Materials and Methods:
This is a single-center, retrospective cohort study that was approved by
the Institutional Review Board at Ochsner Medical Center, New Orleans,
LA. This retrospective study involving human participants was in
accordance with the 1964 Helsinki Declaration and its later amendments
or comparable ethical standards.
Echocardiograms saved in the institutional database (Cardiovascular
Imaging System, New Orleans, LA) between 2007 and 2016 were screened
with the keywords of MS, MAC, rheumatic, or diastolic doming of the
anterior mitral valve leaflet. We obtained demographic and clinical data
from electronic medical records (EPIC, Verona, WI, USA), including age,
body mass index, gender, history of diabetes, hypertension, chronic
kidney disease (eGFR < 60 mL/min per 1.73
m2), ESRD on dialysis, prior radiation exposure,
coronary artery disease defined by either history of acute coronary
syndrome or abnormal ischemic evaluation, and history of chronic heart
failure. Survival and mortality data were obtained retrospectively from
electronic medical records in July 2020.
Based on echocardiographic findings, DMS was defined in our study with
the presence of severe MAC that extends onto the leaflets causing
restricted leaflet mobility and LV inflow obstruction. Eligible studies
had at least mild MS reported by transthoracic echocardiogram with a
mean TMPG of ≥ 4 mmHg. Patients with prior mitral balloon valvuloplasty,
ejection fraction < 50%, heart rate ≥ 100 bpm, severe aortic
stenosis, and more than mild MR or mild aortic regurgitation were
excluded. Patients with RMS who met inclusion and exclusion criteria
were used as the comparison group. A total of 64 patients with DMS and
24 patients with RMS met the initial inclusion criteria. We excluded
patients with ESRD (6 in DMS and 1 in RMS group) for analyses related to
valve area and pressure gradient because of possibly increased gradients
due to high flow state and volume overload.

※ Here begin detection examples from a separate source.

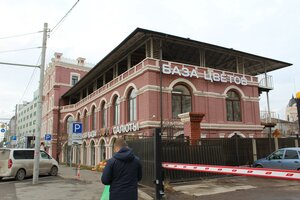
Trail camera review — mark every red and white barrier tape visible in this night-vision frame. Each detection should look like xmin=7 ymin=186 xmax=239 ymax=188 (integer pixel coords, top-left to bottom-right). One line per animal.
xmin=162 ymin=162 xmax=300 ymax=181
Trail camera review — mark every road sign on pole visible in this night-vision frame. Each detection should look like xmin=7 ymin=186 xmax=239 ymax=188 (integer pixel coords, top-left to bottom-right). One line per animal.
xmin=72 ymin=122 xmax=82 ymax=144
xmin=45 ymin=134 xmax=52 ymax=141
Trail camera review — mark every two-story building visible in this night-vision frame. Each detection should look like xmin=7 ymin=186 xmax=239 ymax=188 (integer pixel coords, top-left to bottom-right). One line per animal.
xmin=59 ymin=28 xmax=291 ymax=165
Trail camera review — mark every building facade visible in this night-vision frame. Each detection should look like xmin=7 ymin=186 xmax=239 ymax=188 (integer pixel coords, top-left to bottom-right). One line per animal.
xmin=285 ymin=95 xmax=298 ymax=122
xmin=59 ymin=28 xmax=291 ymax=166
xmin=41 ymin=53 xmax=93 ymax=158
xmin=16 ymin=91 xmax=38 ymax=148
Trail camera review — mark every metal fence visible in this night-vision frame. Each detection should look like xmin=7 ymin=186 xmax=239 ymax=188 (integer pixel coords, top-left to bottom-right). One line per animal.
xmin=127 ymin=134 xmax=295 ymax=186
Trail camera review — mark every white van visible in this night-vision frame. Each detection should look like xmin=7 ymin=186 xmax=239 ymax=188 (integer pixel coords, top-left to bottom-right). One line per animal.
xmin=0 ymin=148 xmax=58 ymax=180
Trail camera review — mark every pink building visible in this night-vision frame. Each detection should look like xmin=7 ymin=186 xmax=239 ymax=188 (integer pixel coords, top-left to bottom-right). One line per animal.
xmin=41 ymin=53 xmax=92 ymax=157
xmin=59 ymin=28 xmax=291 ymax=166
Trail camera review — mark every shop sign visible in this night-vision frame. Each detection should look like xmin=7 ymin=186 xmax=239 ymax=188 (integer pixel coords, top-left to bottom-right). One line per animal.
xmin=162 ymin=64 xmax=248 ymax=85
xmin=113 ymin=122 xmax=140 ymax=135
xmin=82 ymin=131 xmax=97 ymax=139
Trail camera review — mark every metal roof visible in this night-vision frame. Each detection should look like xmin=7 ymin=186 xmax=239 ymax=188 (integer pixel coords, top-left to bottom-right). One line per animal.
xmin=63 ymin=28 xmax=292 ymax=97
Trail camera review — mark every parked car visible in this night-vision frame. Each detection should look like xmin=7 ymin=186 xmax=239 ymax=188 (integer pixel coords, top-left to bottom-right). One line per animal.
xmin=253 ymin=147 xmax=300 ymax=170
xmin=0 ymin=148 xmax=58 ymax=180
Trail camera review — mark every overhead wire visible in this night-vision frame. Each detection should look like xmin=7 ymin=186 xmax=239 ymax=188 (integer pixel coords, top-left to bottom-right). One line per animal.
xmin=0 ymin=31 xmax=43 ymax=40
xmin=50 ymin=0 xmax=80 ymax=35
xmin=0 ymin=47 xmax=42 ymax=53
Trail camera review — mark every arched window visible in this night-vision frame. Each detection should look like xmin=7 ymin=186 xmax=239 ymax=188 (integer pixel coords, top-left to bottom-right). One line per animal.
xmin=172 ymin=85 xmax=192 ymax=118
xmin=101 ymin=102 xmax=107 ymax=128
xmin=82 ymin=110 xmax=88 ymax=132
xmin=113 ymin=96 xmax=120 ymax=125
xmin=91 ymin=106 xmax=97 ymax=130
xmin=128 ymin=89 xmax=137 ymax=122
xmin=90 ymin=140 xmax=95 ymax=166
xmin=226 ymin=90 xmax=242 ymax=122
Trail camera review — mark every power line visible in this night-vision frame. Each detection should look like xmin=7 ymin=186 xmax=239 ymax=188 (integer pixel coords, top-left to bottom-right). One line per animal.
xmin=0 ymin=31 xmax=43 ymax=40
xmin=51 ymin=0 xmax=80 ymax=34
xmin=0 ymin=47 xmax=42 ymax=53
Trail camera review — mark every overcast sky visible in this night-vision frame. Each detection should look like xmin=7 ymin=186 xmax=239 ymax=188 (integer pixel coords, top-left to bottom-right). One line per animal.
xmin=0 ymin=0 xmax=300 ymax=123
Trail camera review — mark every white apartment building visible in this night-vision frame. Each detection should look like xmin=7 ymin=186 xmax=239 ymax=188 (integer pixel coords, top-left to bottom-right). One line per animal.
xmin=16 ymin=91 xmax=38 ymax=148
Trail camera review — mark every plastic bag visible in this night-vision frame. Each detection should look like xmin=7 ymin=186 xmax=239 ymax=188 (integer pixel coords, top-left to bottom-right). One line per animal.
xmin=100 ymin=185 xmax=110 ymax=200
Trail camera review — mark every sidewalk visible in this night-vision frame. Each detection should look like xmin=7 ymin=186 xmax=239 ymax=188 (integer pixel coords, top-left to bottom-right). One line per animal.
xmin=58 ymin=165 xmax=153 ymax=200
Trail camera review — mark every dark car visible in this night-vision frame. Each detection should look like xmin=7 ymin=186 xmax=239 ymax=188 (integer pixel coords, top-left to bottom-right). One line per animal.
xmin=253 ymin=147 xmax=300 ymax=170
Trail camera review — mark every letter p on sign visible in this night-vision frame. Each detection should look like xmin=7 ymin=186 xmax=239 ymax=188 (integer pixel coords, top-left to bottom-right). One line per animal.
xmin=73 ymin=122 xmax=82 ymax=133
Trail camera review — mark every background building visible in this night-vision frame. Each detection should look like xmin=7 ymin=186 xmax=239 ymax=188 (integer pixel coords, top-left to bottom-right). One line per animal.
xmin=41 ymin=53 xmax=93 ymax=158
xmin=16 ymin=91 xmax=38 ymax=148
xmin=285 ymin=95 xmax=298 ymax=122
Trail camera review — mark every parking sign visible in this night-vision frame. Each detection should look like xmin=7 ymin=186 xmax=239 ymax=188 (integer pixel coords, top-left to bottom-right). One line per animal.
xmin=72 ymin=122 xmax=82 ymax=144
xmin=72 ymin=122 xmax=82 ymax=133
xmin=45 ymin=134 xmax=52 ymax=141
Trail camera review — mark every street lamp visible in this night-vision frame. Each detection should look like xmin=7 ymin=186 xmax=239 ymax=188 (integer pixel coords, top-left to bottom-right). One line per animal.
xmin=295 ymin=92 xmax=300 ymax=139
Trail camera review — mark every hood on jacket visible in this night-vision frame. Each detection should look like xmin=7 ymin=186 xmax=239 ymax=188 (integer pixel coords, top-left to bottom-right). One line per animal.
xmin=114 ymin=147 xmax=134 ymax=161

Echocardiography studies were performed according to the American
Society of Echocardiography guidelines using either GE Vivid E9 and E95
ultrasound system (GE Vingmed, Horten, Norway) and reviewed and verified
by a Level III-trained echocardiographer.17–19 MAC
severity in the DMS cohort was scored as reported in Movva et
al.6 The MVA by continuity equation
(MVACEQ) was used as the independent reference and
calculated with the following equation: MVACEQ(cm2) = (LVOT diameter)2 x 0.785 x
(VTILVOT / VTIMV).11.
Continuous-wave Doppler imaging of the MV from the apical four-chamber
view was used to obtain the peak and mean TMPG, as well as the
velocity-time integral (VTI) of the MV. Peak E (early diastolic
velocity), peak A (late diastolic velocity), and deceleration time were
measured with pulse wave Doppler of the MV inflow at the MV tips in the
apical four-chamber view during diastole. The LV outflow tract (LVOT)
diameter was measured in the parasternal long-axis view (inner edge of
the septal endocardium to the inner edge of the anterior mitral leaflet
in mid-systole). The LVOT VTI was measured by tracing the instantaneous
dense modal velocities throughout the systole of the LVOT pulse wave
Doppler sample taken 1 cm below the aortic valve in the apical long-axis
view. LVOT stroke volume (SV) was calculated with the following
equation: SVLVOT (cm3) = 0.785 x
DiameterLVOT2 x
VTILVOT. The DMSI was calculated as follows: DMSI =
VTILVOT / VTIMV (Figure 2 ).
Three cardiac cycles were averaged for Doppler-related calculations for
patients in sinus rhythm and five cardiac cycles for patients in atrial
fibrillation (AF). A level III trained echocardiographer repeated all of
the measurements for the study purposes. Two separate level-III trained
echocardiographers performed the interclass correlation analysis.